Иногда в школе устраивали вечера художественной самодеятельности, Лариса играла на скрипке. Она всегда просила Никиту и Шакира прийти послушать ее игру, но Никита после смерти матери, учительницы музыки, с которой, бывало, дома в четыре руки бойко играл на рояле детские песенки, не только не мог играть, он спокойно слушать музыку не мог, хотя прошло уже десять лет с того дня, как «мама была белая и молчала». А этого достаточно, чтобы музыку не терпел и Шакир. У них было полное единение во взглядах и вкусах.

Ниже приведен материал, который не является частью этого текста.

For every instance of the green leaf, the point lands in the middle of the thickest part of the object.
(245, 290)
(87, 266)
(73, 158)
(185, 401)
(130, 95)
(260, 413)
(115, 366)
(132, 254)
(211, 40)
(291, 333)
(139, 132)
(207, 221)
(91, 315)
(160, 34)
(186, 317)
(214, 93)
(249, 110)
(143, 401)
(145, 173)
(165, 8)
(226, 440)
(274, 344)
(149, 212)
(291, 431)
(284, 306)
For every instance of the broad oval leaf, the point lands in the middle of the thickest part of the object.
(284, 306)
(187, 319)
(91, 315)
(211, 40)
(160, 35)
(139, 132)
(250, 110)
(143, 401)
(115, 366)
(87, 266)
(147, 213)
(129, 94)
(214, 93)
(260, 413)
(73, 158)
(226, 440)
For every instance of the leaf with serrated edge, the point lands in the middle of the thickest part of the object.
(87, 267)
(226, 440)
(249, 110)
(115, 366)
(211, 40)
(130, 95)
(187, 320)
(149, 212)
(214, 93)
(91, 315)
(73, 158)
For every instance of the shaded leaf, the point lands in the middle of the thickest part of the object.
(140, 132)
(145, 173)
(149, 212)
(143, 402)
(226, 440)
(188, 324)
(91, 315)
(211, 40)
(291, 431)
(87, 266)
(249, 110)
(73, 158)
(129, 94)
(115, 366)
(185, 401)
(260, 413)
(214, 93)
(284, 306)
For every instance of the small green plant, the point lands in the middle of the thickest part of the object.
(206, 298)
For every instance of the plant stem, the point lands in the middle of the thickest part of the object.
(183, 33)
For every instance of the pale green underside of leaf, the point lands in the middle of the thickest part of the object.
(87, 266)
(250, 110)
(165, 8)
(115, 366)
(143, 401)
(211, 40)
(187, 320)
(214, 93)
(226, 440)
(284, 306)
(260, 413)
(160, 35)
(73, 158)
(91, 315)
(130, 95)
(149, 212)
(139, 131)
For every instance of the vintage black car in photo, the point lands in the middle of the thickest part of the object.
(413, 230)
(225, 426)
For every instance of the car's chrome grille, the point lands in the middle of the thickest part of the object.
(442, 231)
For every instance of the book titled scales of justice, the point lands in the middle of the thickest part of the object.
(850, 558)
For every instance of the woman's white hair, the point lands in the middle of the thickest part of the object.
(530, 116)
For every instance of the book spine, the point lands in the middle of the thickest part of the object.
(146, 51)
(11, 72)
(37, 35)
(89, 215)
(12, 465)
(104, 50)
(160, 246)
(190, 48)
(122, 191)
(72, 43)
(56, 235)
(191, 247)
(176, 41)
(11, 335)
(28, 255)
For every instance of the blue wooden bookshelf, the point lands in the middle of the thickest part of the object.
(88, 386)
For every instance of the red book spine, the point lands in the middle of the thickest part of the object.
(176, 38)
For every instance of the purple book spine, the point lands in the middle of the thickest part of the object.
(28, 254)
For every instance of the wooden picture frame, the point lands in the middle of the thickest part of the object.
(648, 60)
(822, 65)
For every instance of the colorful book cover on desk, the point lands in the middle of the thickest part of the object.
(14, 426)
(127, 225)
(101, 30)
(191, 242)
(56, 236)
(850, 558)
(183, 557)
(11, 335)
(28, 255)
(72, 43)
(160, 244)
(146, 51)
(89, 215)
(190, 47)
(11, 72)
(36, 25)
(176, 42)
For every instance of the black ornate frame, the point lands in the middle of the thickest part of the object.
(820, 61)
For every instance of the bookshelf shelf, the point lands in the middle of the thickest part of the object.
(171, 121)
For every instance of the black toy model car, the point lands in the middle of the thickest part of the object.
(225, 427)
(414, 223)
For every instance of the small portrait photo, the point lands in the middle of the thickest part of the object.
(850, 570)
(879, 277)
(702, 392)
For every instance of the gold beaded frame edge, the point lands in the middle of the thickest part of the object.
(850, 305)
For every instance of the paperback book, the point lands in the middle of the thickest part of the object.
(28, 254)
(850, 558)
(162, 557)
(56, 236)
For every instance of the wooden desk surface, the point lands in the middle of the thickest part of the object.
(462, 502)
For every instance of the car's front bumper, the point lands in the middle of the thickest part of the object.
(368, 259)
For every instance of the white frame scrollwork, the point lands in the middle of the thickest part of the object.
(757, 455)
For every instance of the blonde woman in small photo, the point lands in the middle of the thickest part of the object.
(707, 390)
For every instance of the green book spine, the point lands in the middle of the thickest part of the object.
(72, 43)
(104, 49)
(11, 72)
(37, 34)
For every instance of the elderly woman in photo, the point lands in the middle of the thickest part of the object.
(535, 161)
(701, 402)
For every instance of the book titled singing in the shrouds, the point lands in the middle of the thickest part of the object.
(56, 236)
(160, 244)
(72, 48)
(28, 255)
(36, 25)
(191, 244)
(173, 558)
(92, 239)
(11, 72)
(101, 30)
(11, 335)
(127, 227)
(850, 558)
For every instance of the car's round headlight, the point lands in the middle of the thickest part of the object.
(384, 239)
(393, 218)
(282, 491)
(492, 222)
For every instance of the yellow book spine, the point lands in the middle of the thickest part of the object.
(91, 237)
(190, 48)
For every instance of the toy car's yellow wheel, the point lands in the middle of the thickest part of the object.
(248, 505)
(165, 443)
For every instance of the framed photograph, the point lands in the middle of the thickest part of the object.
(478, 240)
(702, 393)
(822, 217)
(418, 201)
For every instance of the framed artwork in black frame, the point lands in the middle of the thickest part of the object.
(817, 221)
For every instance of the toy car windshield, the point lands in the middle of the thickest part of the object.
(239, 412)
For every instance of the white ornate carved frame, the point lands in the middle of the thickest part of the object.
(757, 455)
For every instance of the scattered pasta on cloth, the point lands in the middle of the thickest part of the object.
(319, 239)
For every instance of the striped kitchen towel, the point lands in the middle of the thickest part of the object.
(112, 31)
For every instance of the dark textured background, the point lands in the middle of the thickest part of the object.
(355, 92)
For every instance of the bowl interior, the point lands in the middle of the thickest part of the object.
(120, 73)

— Смешно же, правда, ребята!  — корила их Ларка.  — Вы ни один концерт не досидели до конца. Почему?

— Если ты воображаешь,  — сказал Шакир и поставил локоть ей на плечо, она рванулась, но не тут-то было, он надавил сильнее,  — что наши нервы могут выдержать твою игру, так ты ошибаешься, Ларочка!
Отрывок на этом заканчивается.